足元では選挙前週に約1.8兆円の純買い越しが確認され、年初来では約3.4兆円に達している。しかし長期的に見れば、アベノミクス初期と同程度の水準にとどまり、投信データも依然として日本株をアンダーウエートとしている。資金流入余地はなお残されている。
さらに、年初来のドル建てパフォーマンスではTOPIXが+14%とS&P500を上回っており、米国からの地理的分散投資の流れが日本に向かいつつある。
リスクはどこにあるか
最大のリスクは政治的安定の崩れだ。圧勝した首相が不測の事態で退任すれば、上昇サイクルの終焉を招く可能性がある。また、消費税政策など財政運営が債券市場や為替市場を不安定化させれば、株式市場にも波及しかねない。

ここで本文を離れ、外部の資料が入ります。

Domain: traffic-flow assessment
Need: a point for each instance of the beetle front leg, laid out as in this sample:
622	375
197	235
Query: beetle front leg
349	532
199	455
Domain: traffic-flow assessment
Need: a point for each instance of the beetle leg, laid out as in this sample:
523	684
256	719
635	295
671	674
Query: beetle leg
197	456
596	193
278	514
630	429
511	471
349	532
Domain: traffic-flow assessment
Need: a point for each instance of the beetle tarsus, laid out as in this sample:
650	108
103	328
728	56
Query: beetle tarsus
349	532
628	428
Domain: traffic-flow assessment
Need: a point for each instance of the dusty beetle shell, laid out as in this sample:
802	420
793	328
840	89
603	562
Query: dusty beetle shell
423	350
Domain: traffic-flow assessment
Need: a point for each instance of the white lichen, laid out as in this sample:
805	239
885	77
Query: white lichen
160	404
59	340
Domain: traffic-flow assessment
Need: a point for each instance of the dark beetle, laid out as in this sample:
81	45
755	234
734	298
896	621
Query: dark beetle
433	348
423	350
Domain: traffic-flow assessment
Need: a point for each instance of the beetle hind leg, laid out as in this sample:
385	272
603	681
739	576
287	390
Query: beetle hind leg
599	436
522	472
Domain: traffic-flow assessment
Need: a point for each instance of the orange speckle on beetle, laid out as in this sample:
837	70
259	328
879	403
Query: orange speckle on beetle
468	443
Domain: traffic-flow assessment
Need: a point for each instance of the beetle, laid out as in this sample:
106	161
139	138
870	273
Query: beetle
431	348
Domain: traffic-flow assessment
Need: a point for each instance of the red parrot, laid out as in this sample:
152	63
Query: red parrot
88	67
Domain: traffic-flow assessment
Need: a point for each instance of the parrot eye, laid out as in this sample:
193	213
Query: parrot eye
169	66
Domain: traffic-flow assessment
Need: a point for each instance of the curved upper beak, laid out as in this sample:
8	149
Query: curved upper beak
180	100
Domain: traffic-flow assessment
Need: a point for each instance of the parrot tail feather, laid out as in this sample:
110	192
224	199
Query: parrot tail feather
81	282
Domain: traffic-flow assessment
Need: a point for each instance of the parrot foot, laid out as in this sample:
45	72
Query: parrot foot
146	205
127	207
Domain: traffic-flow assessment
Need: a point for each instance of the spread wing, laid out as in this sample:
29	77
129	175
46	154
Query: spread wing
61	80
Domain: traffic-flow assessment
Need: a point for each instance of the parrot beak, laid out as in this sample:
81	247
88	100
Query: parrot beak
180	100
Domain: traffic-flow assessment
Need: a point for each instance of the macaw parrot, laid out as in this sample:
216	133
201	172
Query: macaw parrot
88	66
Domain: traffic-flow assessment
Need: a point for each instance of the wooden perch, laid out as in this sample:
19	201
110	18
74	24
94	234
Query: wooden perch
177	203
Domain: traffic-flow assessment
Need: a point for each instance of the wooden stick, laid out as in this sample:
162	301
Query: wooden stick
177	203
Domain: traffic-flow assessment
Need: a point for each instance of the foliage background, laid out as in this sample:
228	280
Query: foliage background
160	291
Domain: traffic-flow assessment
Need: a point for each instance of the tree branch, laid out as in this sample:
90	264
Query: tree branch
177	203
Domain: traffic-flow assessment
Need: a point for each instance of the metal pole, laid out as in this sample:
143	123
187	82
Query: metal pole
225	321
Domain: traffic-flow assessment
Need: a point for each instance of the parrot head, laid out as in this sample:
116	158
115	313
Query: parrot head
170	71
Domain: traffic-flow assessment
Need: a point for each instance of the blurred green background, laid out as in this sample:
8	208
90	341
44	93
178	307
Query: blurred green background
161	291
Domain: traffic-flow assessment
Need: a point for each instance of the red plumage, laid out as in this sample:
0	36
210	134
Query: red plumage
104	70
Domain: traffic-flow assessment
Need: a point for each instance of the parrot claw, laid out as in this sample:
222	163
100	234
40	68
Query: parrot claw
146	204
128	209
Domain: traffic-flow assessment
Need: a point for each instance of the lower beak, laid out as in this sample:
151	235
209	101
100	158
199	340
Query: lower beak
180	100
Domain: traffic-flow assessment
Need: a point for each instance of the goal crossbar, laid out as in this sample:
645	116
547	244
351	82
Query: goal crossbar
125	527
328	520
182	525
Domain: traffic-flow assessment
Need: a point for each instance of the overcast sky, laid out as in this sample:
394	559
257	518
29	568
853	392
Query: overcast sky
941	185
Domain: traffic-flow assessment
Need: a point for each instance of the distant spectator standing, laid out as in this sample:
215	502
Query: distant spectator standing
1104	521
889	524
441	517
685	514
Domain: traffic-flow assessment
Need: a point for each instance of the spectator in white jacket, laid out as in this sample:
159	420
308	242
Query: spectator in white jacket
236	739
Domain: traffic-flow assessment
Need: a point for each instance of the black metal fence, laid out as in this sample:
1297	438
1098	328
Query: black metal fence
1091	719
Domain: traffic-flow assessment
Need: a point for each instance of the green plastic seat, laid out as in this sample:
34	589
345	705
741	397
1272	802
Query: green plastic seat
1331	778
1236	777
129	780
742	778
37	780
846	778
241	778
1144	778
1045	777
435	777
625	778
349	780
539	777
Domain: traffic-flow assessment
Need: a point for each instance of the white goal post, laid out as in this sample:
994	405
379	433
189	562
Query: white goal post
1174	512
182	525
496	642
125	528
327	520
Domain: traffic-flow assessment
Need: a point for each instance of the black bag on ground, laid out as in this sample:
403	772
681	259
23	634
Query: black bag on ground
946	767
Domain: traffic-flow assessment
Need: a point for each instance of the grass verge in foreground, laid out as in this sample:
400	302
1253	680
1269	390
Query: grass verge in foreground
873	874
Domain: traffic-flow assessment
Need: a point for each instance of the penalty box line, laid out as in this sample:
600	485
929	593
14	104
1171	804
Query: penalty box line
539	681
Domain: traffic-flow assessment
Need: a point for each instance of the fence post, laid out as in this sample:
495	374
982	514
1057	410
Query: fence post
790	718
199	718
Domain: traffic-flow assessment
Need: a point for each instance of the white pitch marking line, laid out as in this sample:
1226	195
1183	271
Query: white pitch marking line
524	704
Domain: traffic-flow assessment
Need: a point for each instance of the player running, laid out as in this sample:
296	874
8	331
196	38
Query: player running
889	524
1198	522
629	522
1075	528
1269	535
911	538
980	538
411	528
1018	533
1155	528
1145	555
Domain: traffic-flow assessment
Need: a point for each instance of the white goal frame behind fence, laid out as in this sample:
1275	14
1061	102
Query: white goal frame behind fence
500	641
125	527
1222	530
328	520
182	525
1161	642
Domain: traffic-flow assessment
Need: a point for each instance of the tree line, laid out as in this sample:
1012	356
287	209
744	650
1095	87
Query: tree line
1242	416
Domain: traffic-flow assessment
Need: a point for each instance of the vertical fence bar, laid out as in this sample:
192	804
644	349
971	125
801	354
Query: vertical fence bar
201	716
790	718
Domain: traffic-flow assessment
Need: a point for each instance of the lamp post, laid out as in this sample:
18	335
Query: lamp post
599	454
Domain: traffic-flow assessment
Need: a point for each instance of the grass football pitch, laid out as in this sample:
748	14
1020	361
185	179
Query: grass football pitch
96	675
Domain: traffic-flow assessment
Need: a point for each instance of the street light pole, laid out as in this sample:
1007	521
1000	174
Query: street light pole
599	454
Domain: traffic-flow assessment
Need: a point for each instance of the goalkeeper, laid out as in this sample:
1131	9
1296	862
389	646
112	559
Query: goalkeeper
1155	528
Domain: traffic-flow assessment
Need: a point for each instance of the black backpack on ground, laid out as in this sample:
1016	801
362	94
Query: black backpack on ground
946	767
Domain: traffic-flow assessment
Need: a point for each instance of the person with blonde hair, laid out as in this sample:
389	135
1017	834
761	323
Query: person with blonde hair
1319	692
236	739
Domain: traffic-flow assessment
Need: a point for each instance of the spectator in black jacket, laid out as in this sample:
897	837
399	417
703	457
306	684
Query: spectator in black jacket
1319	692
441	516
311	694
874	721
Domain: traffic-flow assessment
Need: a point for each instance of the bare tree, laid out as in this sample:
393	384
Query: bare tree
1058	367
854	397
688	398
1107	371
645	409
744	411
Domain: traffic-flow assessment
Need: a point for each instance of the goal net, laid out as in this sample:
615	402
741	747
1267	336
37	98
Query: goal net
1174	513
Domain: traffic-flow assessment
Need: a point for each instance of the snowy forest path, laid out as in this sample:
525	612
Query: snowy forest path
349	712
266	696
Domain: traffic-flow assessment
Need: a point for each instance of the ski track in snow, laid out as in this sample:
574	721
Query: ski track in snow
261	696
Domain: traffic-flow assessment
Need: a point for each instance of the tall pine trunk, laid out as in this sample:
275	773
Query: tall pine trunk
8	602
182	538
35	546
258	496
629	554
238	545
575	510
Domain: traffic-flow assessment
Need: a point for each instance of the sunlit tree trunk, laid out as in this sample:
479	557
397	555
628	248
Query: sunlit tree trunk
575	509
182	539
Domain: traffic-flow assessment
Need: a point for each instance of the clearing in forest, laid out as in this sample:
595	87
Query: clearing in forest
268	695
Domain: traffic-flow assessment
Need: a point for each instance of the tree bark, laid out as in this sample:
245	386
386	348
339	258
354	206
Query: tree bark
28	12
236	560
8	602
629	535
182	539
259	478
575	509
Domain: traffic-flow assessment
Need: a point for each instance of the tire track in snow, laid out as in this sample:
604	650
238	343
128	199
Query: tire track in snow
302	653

外部要因としては米国経済の急減速や地政学的ショックも挙げられる。さらに、日本株は直近約1年大きな調整を経ておらず、5%超の調整が年に複数回起きるという過去のパターンから見れば、短期的な調整リスクも無視できない。
まだ上昇局面は継続か
ゴールドマンは、現在の日本株市場は2022年秋に始まった上昇サイクルの中盤にあるとみる。次の段階は「期待」から「実行」への移行だ。政策と企業改革が具体的成果として現れれば、持続的な評価引き上げが可能になる。
政治的安定、改革モメンタム、海外資金流入という三つの要素が重なれば、日本株はなお上値余地を残しているというのが同社の見方だ。